Using the OPT* is interesting overall, but seems too dependent on arbitrary position used by the Dockerfile writer. If someone overloads the LABEL, we could see unexpected behavior. I could also be overthinking that.

I'm for keeping install behavior as the preparatory verb, with a better explanation of the actions performed on the docker host to set user expectations.

ncoghlan commented 9 years ago

"install" inherently means mutating the host system to me. What command do I run to fetch all the artifacts without affecting the host system?

nzwulfin commented 9 years ago

I'm not sure I get the use case for fetching all the artfacts without the intention of "mutating" some host. Also, which host are we discussing when talking about containers, the atomic host, the resulting container "host"?

Today there's no projects I'm aware of that provides non- image artifacts, and that means we've got an uphill battle to add a new label to the generic spec just for our sensibilities. On Aug 12, 2015 10:38 PM, "ncoghlan" notifications@github.com wrote:

"install" inherently means mutating the host system to me. What command do I run to fetch all the artifacts without affecting the host system?

— Reply to this email directly or view it on GitHub https://github.com/projectatomic/atomicapp/issues/142#issuecomment-130510772 .

aweiteka commented 9 years ago

We could propose another LABEL specified for this purpose but I'm not convinced it's the right thing to do.

The "host" in question is the one initiating the action, the workstation or server that kicks off the command. Depending on the deployment target, the end-user may explicitly not want to alter their workstation. Rather, they only want to alter the remote cluster. So in many cases the intent of "install" means to "prep the remote machine but don't initiate the service."

The issue with the --opt* syntax is it's awkward and not intuitive. It feels like a hack and it basically is.

That said, I think it's best to keep INSTALL for now. Let's make it clear in the tool, docs and our demonstrations what it does. Let's focus our energies on all the useful options to RUN that we all care about that really impact UX.

dustymabe commented 9 years ago

So are we still going to unpack files to the current working directory?
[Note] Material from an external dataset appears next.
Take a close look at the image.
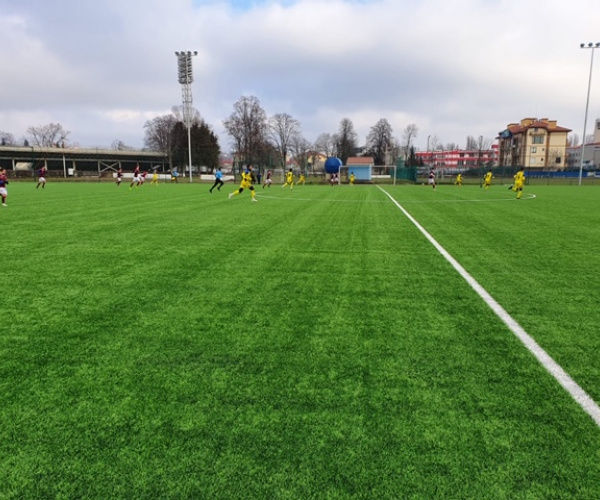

I often do atomic run helloapache followed by atomic run <something else>. If you do that and everything unpacks to the current directory then things get confusing quickly.

We could still detect if answers.conf exists in the current directory and use it, but other than that put everything in the temp directory.

aweiteka commented 9 years ago

@dustymabe right, we don't want to unpack to current workdir unless the user specifies that directory, overriding the tmpdir.

Sounds like we're on the same page.

vpavlin commented 9 years ago

So are we going to mount /tmp and create/find a specific directory there?

ncoghlan commented 9 years ago

On 27 August 2015 at 17:09, Vaclav Pavlin notifications@github.com wrote:

So are we going to mount /tmp and create/find a specific directory there?

In trying to get the Pulp local demo playing nice with host-owned directories, I'm honestly starting to think the better option is to automatically create a data container that exports the necessary volumes, and link the volumes from there. That leaves the host system clean, and gets you away from an SELinux nightmare.

Regards, Nick.

Nick Coghlan | ncoghlan@gmail.com | Brisbane, Australia

cctrieloff commented 9 years ago

For reference:

https://docs.google.com/document/d/17LVMS7vLaLbhfFeVenlcChsGWjBOmw1B44I63j7Sf1k/edit#heading=h.y9ygf9v7vdie

cdrage commented 9 years ago

@cctrieloff can you make the file public?

dustymabe commented 8 years ago

I think this will be taken care of by PR #278. It should be merge shortly and we can confirm before beta-3.

dustymabe commented 8 years ago

This is done by 7d4dbab. Will close once beta3 branch is merged to master.